New database management system
It is expensive to use a single machine for various applications, a better idea is to use a set of machines to store the data and therefore a more powerful distributed system was designed so that we can manage data without a single point of power failure.
What is Cassandra?
Cassandra is a database technology that runs off a set of machines which interact with each other using various predefined protocols. These machines store data in their respective hard drives. The key is that no single machine stores all the data and each piece of data is stored in at least 2 machines. By replicating data across various machines, we ensure that we can tolerate failures.
The Big Picture
Consider Facebook with its billions of users. Each user has associated data- the timeline data, comments, likes, friends, photos, posts, etc. When you open Facebook the servers construct a newsfeed for you based on the data stored in them. As all these data is valuable, Facebook cannot afford to lose user data and also their service cannot be slow at any particular time. Hence, they need 2 things – reliability and performance. This is where Cassandra comes into play. It ensures that the server requests are served with an excellent performance.
Some Technical Jargon
Node – A single machine is called as a node.
Rack – A set of a few tens of nodes.
Cluster – A collection of nodes.
Data center – A large collection of racks.
Facebook stores your data in their data centers which contain thousands and thousands of nodes across various racks.
Working of Cassandra
Cassandra constructs a cluster by placing the nodes in a ring. This is just a logical ring and is not physically present. Each node is given a random position in the ring. The ring wraps around.
The data is stored in the form of a record. Each record has something called a key which uniquely identifies the record. Each node in a ring is allocated a range of universally unique identifiers(UUID) depending on its position in the ring.
The red arc indicates the range of keys stored by node one. Similarly, for blue and green nodes.
Write a request. Say a write request comes in which the key is 45. The client can send the request to any of its servers. Let us assume it comes to node 2. Now, node 2 will look at the UUID and determine that node 3 has the data corresponding to UUID = 45. So it simply redirects to node 3 and waits for it to reply.
Read a request.

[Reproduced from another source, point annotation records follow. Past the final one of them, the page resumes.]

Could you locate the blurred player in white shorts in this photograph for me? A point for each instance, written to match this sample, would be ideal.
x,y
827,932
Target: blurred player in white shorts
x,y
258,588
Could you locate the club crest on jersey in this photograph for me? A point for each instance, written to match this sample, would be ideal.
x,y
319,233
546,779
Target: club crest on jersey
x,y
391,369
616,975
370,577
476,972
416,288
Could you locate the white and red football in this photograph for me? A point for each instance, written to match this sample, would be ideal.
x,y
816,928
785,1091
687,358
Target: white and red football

Say a read request comes with key 45.Assume it comes to node 1. Node 1 determines that data corresponding to UUID = 45 is stored at node 3 and so it redirects this request to node 3.
Reliability and Performance
Cassandra provides reliability by replicating data, So, instead of putting a data on a single node, it replicates data. For instance, in a cluster of 100 nodes with keys from 0 – 1000, keys 60 – 70 may be allocated to node 6 as well as node 7. This way if node 6 fails, we still have node 7 to service requests corresponding to keys in range 60 – 70.
Cassandra provides excellent write performance and a good read performance as well. It tries to keep data in RAM to provide fast access and at the same time it periodically flushes the RAM to the hard disk to ensure no data is lost.